Pure la mia figura e la mia carica – non dico la mia persona – dipendono da norme costituzionali revocabili, ma non superabili di fatto, né con appelli demagogici alla volontà del popolo. Il mio potere di approvare o no le indicazioni dei ministri del presidente incaricato è tanto costituzionalmente pacifico da avere registrato, nei molti precedenti, qualche mal di pancia di fronte ai dinieghi, ma nessuno scandalo per la loro legittimità.
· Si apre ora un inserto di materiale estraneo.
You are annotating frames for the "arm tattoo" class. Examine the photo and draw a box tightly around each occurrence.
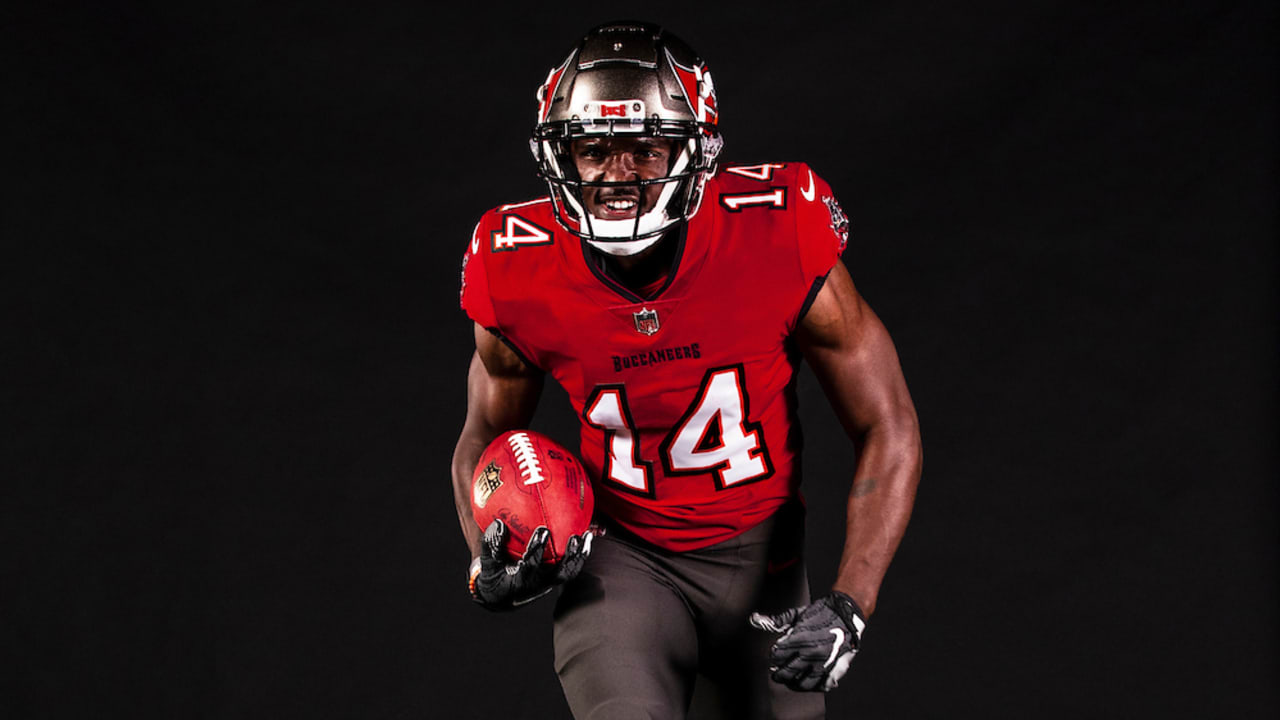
[852,476,878,498]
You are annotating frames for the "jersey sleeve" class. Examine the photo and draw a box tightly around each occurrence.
[459,217,498,329]
[793,164,851,283]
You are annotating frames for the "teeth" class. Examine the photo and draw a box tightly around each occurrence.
[605,199,637,210]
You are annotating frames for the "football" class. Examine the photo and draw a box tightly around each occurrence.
[470,430,594,564]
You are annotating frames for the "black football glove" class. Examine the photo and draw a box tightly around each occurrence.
[468,519,592,611]
[749,591,867,691]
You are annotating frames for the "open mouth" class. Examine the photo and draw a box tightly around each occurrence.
[593,191,642,220]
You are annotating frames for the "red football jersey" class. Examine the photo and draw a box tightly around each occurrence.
[460,162,850,552]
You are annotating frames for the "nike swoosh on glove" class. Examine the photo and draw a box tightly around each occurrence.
[749,591,867,691]
[469,519,593,611]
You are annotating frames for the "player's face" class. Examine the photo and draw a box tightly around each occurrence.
[571,137,674,221]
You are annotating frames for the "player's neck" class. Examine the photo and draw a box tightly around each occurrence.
[593,232,677,297]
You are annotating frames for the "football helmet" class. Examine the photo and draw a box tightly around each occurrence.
[530,21,724,255]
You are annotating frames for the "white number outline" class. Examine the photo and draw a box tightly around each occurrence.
[723,163,786,181]
[719,188,787,212]
[584,365,773,497]
[491,214,554,252]
[659,364,773,489]
[583,384,655,497]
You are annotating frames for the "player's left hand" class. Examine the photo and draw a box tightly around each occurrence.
[749,591,867,691]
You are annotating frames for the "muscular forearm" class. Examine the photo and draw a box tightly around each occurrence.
[831,420,922,617]
[451,339,544,561]
[451,430,492,559]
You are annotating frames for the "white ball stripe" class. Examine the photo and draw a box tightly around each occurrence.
[508,432,546,485]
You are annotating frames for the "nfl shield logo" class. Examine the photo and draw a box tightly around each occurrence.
[633,307,660,335]
[472,461,503,509]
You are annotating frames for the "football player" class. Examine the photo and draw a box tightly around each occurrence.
[451,21,922,719]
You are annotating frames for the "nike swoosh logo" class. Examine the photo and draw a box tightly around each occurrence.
[800,170,815,201]
[826,628,844,668]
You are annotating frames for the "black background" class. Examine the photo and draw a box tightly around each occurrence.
[7,1,1277,718]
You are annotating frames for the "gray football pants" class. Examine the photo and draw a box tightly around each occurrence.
[552,503,825,720]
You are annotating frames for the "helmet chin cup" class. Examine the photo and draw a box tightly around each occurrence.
[530,22,722,254]
[586,235,663,256]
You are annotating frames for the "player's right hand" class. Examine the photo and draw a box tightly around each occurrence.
[468,519,592,611]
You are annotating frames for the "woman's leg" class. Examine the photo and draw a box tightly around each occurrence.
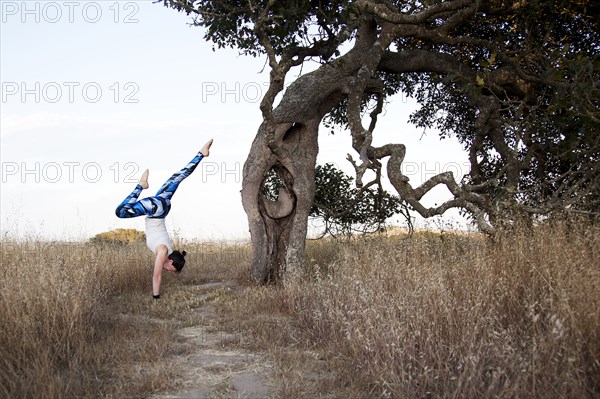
[115,170,168,218]
[116,140,212,219]
[154,152,205,202]
[115,184,154,218]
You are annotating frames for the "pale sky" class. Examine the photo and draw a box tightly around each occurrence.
[1,0,471,241]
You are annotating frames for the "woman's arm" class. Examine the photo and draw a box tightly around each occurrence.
[152,245,169,298]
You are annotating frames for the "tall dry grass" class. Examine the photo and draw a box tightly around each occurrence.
[0,236,250,398]
[0,239,157,397]
[2,221,598,398]
[219,221,600,398]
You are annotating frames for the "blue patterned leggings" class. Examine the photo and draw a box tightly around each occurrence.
[115,153,204,219]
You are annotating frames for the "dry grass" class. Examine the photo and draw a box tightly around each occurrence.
[218,221,600,398]
[1,221,599,398]
[0,237,249,398]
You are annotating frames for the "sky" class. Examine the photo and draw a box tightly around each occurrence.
[0,0,472,241]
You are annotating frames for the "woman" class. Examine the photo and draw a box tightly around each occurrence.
[115,139,213,299]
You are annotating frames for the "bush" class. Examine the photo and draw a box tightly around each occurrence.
[90,228,145,244]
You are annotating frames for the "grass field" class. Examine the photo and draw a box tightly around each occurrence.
[1,220,598,398]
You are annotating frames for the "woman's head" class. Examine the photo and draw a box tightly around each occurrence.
[168,250,186,272]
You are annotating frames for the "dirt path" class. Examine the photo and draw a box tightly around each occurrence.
[151,280,274,399]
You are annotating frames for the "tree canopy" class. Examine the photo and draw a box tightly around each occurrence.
[163,0,599,281]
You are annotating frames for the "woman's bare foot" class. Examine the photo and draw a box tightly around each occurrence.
[200,139,213,157]
[139,169,149,189]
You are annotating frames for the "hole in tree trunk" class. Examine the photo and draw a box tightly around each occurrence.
[260,163,296,220]
[261,168,283,201]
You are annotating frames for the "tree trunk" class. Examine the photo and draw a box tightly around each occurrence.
[240,21,380,283]
[241,119,321,283]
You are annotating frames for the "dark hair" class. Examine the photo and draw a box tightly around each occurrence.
[168,250,186,272]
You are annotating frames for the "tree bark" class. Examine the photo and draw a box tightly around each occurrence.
[241,119,321,283]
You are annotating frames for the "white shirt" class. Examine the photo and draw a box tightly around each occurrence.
[145,217,173,255]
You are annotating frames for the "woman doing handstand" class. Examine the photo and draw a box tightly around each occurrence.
[115,139,213,299]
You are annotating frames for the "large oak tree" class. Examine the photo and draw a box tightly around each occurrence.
[163,0,599,283]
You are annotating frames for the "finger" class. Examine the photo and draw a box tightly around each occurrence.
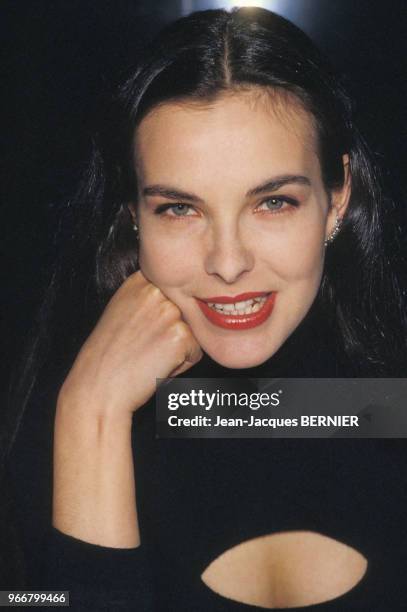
[185,340,203,367]
[169,343,203,377]
[169,358,197,378]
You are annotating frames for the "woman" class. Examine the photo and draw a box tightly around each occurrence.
[4,6,407,611]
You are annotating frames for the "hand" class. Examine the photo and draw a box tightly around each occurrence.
[57,270,203,420]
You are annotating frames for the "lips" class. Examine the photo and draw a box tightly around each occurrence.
[196,292,276,330]
[200,291,270,304]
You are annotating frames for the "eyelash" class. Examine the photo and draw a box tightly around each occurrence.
[153,196,299,220]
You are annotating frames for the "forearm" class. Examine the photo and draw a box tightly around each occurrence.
[52,398,139,548]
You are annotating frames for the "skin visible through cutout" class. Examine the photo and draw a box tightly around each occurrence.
[200,531,368,608]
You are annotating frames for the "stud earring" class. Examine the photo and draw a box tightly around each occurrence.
[324,211,342,246]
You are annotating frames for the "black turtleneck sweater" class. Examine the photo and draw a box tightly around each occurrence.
[7,303,407,610]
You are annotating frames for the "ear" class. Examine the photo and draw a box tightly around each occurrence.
[325,154,351,239]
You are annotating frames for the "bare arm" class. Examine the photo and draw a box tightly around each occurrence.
[53,400,139,548]
[51,270,202,549]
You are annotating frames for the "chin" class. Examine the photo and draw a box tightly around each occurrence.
[202,339,281,369]
[183,302,300,370]
[192,323,293,369]
[210,353,274,369]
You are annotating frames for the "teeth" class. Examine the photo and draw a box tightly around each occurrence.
[207,295,268,315]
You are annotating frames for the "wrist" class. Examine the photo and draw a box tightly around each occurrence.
[55,393,134,440]
[56,383,134,430]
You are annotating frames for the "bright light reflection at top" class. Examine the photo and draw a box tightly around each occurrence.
[214,0,285,11]
[181,0,293,21]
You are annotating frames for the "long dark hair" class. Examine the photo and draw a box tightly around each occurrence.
[3,7,406,586]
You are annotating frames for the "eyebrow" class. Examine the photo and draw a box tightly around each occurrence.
[142,174,311,203]
[143,185,204,203]
[246,174,311,196]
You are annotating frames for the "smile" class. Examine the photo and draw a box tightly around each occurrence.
[196,292,276,330]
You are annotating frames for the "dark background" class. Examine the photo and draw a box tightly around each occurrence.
[3,0,407,392]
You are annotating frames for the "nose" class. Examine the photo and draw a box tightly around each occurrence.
[204,222,255,284]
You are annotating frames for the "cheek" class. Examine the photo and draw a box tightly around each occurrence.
[138,233,198,287]
[256,221,325,284]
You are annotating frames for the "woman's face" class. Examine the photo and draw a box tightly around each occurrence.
[133,91,349,368]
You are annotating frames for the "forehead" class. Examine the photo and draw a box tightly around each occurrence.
[134,90,320,187]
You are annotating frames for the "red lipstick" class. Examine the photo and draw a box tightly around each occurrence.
[200,291,269,304]
[196,292,276,330]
Sono abbastanza vecchio e democristiano da sapere che ci sono cose che è meglio che faccia finta di non vedere e di non sentire, ma ce ne sono altre per cui vale l’esatto contrario. Le vedo e le sento anche se non me le volete fare vedere e sentire. Quindi regolatevi. E se volete farmi fare la figura dell’utile idiota delle euroburocrazie sappiate che al popolo, se voglio, posso parlare anch’io e provare a spiegare qual è la posta in gioco. Non è detto che io vinca – anzi oggi è improbabile – ma il campo libero non ve lo lascio. Alla paura e alla speranza degli italiani, non parlerete da soli”.

Alla fine la chiamata di Cottarelli ha chiuso il cerchio di una giornata che certo non risolve e più probabilmente acuisce, ma sicuramente riporta la tensione drammatica della politica italiana con i piedi per terra. Oggi, si riparte di qui: per dove è presto da dire.